The types of work in some of these categories are self evident-construction, financial services (activities), mining and logging, for example. Other categories’ jobs are more complicated to describe, also industry groups are lumped together because government statisticians have been doing it that way for decades.
However, policy analysts understand the distinctions and more often than not, this data flow suffices. But in times like these, far more people should be looking at the numbers and should be considering how public policy adds and subtracts to precious job totals.
Take a closer look at the Education and Health Services category versus the Government category. DEED reported there were 467,784 jobs in Education and Health but 403,147 of them were in health-related fields. Remember the education component of this category counts only private schools and various private education services, which account for 64,637 jobs. It doesn’t include public education employees. They’re counted in the Government sector.

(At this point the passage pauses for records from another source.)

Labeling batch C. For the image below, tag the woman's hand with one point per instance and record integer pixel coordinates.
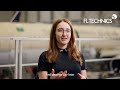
(81, 76)
(60, 75)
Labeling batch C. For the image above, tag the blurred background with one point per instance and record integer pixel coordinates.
(25, 34)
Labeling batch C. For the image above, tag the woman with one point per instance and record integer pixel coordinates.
(62, 60)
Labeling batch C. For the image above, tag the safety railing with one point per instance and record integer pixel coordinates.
(19, 49)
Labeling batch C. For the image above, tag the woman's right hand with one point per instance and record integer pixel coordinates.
(60, 75)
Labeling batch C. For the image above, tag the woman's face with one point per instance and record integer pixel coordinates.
(63, 34)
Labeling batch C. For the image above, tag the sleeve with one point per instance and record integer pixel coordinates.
(42, 63)
(83, 67)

Almost all of the jobs gains in Health and Education came from the health side. And, DEED has projected, that will continue to be the case in the decade ahead.
In a study of occupations likely to add the most jobs in Minnesota between 2009 and 2019, personal and home care aides, home health aides, registered nurses and nursing aides, orderlies and attendants constitute four of the 10 fastest growing occupation sectors. Our changing demographics, especially the aging population, drive these projected job gains.
That study projected job gains of 88,430 from the top 10 occupation groups; the health related fields accounted for 55,224 of those jobs, or more than 60 percent of projected gains.
The other sector that needs a close look is Government. DEED said in releasing the December data that temporary workers for the November elections were a big reason for December’s reduction in government positions.
At the same time, this year’s faculty and staff cuts at public schools and colleges had already been made. When education job losses are piled on top of employment cutbacks by municipal and county governments, the Government sector has become a drag on the economy. Preliminary data for December show there were 410,300 such educators and various state and local public servants – a drop of about 2,000 positions since October and 7,000 fewer than in December a year ago.
DEED records show this comes after about 4,000 government sector job losses in 2009 that were evenly split between public higher education and local (K-12) school systems. Government employment totaled 418,066 jobs in 2008.
Two points should be obvious, but deserve comment. First, as the federal government has tried to stimulate the economy with programs that help construction and a number of other industry sectors, state and local governments have added to the problem by laying off people at the worst possible time.
Second, the shortsightedness of state fiscal mismanagement spreads to all sectors of the economy. The laid off Government/Education people were and are consumers. Is it any wonder that retailers, financial service providers and other business people are cutting employment after Minnesota’s state and local governments tossed about 11,000 educators and public servants out on the bricks in the past two years?
There’s a terrible price to pay for such policies. And it is getting costlier. An unknown but fairly large number of public servants and educational jobs were preserved in the short-term by federal stimulus programs. Those funds will likely disappear before the beginning of the 2011-2012 school year.